For half a century, between the 1920s and the 1970s, GM seemed to have an instinctive feel for what Americans wanted before consumers themselves even knew it. Chrome, tail fins, muscle cars and even the first catalytic converters that let cars run on lead-free gasoline were developed at GM. But the company signed generous labor deals during the 1970s, including the right to retire after 30 years with full pension and benefits, partly because it believed the contracts would cripple its smaller competitors, Ford and Chrysler. Then along came Honda, Nissan and Toyota, which didn’t have to deal with labor contracts at all. That was the beginning of the agonizing decline
The inability to get people outside the region to understand Detroit auto makers was on display when executives of what were once called the Big Three appeared before Congress late last year, said James Blanchard, a former Michigan governor. As a U.S. representative, Blanchard coached former Chrysler chief Lee Iacocca through similar hearings in 1979. “I’m shocked they weren’t prepared,” Blanchard said.
Washington’s treatment of the auto industry, from the firing of GM Chief Executive Officer Rick Wagoner to the concessions wrested from employees and retirees, doesn’t sit well with Detroit residents who saw the larger bailouts being given to Wall Street firms where management remained in place, said writer Kevin Boyle, a Detroit native. He won a National Book Award in 2004 for an account of Detroit race relations in the 1920s.

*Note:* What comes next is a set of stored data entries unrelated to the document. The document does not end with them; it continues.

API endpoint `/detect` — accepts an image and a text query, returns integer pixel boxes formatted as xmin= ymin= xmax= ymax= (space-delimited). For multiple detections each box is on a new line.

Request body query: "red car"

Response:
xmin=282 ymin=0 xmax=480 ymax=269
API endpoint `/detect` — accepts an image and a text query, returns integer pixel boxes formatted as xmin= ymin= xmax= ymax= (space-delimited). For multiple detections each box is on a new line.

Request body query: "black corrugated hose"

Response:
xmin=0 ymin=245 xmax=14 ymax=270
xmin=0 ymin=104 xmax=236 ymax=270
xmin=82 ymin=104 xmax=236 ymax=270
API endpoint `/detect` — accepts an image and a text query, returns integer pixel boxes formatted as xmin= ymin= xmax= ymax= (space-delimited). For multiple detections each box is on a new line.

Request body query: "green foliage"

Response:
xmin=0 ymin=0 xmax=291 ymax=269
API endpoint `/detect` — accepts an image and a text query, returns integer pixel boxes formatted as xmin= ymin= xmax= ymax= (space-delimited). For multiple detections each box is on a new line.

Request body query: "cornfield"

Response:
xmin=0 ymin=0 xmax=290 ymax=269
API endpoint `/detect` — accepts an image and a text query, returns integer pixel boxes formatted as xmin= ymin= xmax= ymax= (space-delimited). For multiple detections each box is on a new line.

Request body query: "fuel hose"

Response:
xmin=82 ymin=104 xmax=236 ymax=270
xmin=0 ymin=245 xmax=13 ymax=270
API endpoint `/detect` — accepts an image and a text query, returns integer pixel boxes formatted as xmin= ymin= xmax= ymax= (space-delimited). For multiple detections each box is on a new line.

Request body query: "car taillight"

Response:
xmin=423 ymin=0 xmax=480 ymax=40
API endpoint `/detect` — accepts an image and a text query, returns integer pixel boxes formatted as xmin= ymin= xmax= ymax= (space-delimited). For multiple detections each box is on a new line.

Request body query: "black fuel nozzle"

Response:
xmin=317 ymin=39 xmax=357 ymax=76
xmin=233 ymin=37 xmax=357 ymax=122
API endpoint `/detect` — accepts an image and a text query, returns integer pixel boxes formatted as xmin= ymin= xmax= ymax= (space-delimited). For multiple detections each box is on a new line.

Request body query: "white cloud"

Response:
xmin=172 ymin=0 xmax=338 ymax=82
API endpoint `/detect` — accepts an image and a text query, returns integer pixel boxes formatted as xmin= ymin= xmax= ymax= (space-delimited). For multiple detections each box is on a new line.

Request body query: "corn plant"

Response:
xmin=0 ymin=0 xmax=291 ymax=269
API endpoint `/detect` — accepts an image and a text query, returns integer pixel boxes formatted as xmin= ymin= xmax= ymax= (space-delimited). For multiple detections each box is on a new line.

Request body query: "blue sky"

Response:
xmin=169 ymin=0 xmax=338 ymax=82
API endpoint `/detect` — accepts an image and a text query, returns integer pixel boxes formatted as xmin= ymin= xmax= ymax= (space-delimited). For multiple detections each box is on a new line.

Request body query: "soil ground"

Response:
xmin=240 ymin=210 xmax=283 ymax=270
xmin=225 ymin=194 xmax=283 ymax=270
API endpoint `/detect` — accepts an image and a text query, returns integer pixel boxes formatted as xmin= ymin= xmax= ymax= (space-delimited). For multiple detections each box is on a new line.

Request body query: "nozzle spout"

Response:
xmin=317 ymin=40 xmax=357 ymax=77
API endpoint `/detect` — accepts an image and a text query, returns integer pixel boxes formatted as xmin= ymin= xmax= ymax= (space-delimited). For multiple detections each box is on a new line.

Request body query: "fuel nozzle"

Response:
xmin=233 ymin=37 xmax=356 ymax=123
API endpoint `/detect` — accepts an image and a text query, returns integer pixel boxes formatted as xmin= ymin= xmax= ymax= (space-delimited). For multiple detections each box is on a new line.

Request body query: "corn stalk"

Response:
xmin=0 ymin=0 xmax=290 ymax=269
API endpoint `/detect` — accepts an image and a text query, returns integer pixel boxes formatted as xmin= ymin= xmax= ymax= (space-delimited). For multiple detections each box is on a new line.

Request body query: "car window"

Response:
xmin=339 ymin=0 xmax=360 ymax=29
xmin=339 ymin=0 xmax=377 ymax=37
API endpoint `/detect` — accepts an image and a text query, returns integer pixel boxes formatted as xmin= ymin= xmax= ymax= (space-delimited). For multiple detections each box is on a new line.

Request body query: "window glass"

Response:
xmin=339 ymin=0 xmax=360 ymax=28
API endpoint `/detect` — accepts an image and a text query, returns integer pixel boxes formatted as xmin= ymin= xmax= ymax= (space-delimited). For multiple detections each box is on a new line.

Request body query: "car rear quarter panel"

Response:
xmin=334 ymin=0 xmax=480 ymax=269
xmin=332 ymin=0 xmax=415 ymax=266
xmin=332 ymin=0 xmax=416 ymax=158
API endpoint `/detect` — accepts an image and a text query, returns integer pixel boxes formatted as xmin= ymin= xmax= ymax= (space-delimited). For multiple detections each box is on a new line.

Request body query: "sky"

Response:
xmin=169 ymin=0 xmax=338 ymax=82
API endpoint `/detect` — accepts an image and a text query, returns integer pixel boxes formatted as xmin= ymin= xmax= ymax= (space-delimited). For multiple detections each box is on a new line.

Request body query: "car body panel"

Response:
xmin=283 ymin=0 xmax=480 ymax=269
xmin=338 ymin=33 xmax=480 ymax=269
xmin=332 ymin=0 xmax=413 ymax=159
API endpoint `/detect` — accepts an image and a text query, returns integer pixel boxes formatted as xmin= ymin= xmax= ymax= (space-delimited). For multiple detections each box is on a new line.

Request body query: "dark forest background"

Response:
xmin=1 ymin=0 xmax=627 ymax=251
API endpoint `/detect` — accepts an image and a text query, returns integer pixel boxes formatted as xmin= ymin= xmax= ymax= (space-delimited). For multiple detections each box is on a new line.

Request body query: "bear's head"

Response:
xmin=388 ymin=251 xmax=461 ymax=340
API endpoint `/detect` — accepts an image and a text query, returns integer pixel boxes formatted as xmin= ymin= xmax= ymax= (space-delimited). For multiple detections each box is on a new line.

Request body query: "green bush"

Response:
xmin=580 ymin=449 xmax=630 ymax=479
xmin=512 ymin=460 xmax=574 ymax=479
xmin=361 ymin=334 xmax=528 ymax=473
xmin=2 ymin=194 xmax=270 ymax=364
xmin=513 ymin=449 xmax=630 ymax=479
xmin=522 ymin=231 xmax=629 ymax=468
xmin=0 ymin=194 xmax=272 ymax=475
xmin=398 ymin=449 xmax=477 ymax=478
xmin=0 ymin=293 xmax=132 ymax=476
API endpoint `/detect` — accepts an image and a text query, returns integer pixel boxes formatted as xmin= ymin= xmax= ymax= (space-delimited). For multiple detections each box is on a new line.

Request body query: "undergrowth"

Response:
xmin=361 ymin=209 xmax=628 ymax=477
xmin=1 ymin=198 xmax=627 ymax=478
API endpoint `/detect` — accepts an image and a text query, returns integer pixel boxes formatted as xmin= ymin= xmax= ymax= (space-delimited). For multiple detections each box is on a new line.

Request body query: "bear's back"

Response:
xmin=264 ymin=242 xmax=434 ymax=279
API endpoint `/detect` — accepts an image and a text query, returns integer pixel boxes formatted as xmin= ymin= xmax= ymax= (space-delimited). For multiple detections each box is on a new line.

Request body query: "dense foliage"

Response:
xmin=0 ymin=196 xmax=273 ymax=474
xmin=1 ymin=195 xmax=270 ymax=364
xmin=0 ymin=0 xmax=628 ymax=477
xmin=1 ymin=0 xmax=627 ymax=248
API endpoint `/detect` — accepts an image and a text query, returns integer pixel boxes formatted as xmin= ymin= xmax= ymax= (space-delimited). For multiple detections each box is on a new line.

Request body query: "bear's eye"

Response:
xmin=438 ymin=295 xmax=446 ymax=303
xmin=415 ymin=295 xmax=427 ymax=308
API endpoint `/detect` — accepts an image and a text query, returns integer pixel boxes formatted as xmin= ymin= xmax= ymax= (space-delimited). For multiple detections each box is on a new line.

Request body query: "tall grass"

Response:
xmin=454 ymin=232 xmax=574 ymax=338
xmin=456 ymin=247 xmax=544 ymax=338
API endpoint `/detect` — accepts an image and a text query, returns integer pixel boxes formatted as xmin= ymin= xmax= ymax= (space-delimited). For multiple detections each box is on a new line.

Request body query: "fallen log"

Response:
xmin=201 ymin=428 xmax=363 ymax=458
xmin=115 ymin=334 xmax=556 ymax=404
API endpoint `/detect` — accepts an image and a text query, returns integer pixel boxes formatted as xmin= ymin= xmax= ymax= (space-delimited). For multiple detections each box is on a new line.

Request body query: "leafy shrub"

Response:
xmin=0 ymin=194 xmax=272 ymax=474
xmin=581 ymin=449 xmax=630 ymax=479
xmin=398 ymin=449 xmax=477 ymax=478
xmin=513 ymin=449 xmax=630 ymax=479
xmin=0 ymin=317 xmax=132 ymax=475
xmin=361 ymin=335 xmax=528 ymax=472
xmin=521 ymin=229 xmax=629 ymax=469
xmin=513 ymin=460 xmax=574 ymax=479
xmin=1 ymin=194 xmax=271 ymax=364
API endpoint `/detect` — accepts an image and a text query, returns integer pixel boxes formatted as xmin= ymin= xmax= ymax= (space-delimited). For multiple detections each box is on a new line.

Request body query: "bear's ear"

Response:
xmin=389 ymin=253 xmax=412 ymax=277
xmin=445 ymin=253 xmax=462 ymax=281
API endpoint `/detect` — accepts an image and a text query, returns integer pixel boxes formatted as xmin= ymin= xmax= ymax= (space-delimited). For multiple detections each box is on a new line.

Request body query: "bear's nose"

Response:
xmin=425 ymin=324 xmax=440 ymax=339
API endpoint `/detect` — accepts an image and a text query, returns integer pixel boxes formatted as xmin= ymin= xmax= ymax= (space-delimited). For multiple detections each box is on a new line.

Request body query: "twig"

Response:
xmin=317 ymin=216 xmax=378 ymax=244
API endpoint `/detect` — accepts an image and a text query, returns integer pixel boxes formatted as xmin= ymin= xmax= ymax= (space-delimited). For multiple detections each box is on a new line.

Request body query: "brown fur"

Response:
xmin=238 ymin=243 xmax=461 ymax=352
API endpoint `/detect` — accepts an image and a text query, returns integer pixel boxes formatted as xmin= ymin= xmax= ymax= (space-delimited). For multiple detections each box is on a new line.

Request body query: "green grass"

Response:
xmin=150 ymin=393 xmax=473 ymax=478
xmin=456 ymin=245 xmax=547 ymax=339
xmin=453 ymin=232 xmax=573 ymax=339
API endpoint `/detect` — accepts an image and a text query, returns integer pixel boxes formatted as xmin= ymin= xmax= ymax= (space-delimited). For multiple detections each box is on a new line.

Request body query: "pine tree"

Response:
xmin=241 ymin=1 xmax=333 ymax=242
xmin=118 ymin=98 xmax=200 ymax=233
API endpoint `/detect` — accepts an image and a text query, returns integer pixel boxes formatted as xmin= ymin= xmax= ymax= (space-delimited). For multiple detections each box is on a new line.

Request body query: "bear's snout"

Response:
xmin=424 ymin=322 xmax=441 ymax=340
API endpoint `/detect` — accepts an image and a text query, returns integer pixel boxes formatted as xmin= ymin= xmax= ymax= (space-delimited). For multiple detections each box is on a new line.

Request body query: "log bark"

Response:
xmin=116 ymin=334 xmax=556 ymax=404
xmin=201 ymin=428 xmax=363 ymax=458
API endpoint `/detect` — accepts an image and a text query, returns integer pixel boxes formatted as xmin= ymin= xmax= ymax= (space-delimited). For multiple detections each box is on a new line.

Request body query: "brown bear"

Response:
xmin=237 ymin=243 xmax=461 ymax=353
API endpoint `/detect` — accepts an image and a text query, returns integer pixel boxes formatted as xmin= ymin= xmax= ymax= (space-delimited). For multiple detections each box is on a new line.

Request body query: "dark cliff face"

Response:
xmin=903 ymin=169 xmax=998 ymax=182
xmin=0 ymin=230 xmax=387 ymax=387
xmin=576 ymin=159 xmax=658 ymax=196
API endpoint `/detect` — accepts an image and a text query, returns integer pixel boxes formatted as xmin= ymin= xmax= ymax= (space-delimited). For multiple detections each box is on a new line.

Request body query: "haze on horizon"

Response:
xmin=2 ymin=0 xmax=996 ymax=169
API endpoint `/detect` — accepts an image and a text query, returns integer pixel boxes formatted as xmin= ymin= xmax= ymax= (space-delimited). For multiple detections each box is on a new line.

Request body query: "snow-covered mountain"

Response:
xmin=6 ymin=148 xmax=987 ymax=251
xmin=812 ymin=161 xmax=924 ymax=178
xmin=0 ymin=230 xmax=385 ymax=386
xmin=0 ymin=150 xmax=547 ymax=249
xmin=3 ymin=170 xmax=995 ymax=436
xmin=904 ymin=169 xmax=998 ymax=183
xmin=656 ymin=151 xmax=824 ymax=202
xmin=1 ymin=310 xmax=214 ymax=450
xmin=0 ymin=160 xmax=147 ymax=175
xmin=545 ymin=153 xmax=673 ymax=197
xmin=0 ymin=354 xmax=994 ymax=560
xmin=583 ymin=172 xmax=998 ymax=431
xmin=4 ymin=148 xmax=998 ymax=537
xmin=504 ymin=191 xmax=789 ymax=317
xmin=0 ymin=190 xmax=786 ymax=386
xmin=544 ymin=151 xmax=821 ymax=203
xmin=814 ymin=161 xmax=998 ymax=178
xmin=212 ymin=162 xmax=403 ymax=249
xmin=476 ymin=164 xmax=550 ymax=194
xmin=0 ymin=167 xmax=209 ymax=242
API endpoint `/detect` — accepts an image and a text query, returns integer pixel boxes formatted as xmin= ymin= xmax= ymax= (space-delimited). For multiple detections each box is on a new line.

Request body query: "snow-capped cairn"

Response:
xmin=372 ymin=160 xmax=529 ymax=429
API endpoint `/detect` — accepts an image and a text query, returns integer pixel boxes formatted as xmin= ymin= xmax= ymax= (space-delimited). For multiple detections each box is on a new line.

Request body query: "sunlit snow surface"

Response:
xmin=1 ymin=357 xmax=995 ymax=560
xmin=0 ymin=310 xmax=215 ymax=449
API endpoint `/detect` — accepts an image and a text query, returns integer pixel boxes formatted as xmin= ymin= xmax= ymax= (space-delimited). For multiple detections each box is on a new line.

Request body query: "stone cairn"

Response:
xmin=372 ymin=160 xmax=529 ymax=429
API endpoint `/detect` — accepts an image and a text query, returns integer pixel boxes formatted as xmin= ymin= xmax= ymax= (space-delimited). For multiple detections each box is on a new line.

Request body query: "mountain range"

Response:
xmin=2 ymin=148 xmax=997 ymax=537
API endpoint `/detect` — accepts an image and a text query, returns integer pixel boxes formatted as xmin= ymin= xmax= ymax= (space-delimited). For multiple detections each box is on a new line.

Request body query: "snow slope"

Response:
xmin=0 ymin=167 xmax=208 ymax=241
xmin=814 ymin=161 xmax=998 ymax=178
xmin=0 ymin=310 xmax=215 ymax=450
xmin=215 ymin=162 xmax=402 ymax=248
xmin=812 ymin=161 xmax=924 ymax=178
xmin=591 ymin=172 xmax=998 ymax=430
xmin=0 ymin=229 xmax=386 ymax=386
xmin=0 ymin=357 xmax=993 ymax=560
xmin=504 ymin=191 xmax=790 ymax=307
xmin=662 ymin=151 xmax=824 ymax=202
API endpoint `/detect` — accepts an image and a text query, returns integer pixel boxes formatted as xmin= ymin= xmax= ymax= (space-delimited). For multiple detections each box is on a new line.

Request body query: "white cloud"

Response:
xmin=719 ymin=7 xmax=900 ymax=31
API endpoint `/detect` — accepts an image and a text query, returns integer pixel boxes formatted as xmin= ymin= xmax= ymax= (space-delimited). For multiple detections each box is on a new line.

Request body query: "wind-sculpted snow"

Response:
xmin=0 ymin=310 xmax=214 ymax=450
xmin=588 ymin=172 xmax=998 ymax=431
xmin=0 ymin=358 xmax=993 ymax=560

“There’s a very strong mix of Midwestern resentment and class resentment that runs toward Washington policies,” Boyle said. “It ties into a deep feeling in the Midwest that there’s something more virtuous about making something than about investing money.”
I have written about the US automaker bailouts and bankruptcies before and if the Chrsyler bankruptcy (last month) is any guide, then the impact of the GM bankruptcy to the overall economy won’t be nearly as bad as feared. Unfortunately for Detroit, even the best case scenario offers little hope for residents in the near term. However, if the companies can emerge leaner, debt free and more efficient, then the long term picture is much rosier and pain now could reap huge benefits down the road as US automakers finally become 21st century companies.
“I’m confident that the steps I’m announcing today will mark the end of an old G.M. and the beginning of a new GM — a new GM that can produce the high quality, safe and fuel-efficient cars of tomorrow, that can lead American toward an energy-independent future, and that is once more a symbol of America’s success,” President Obama said. But that retooling, he said, “will come at a cost. It will take a painful toll on many Americans who have relied on General Motors throughout the generations.”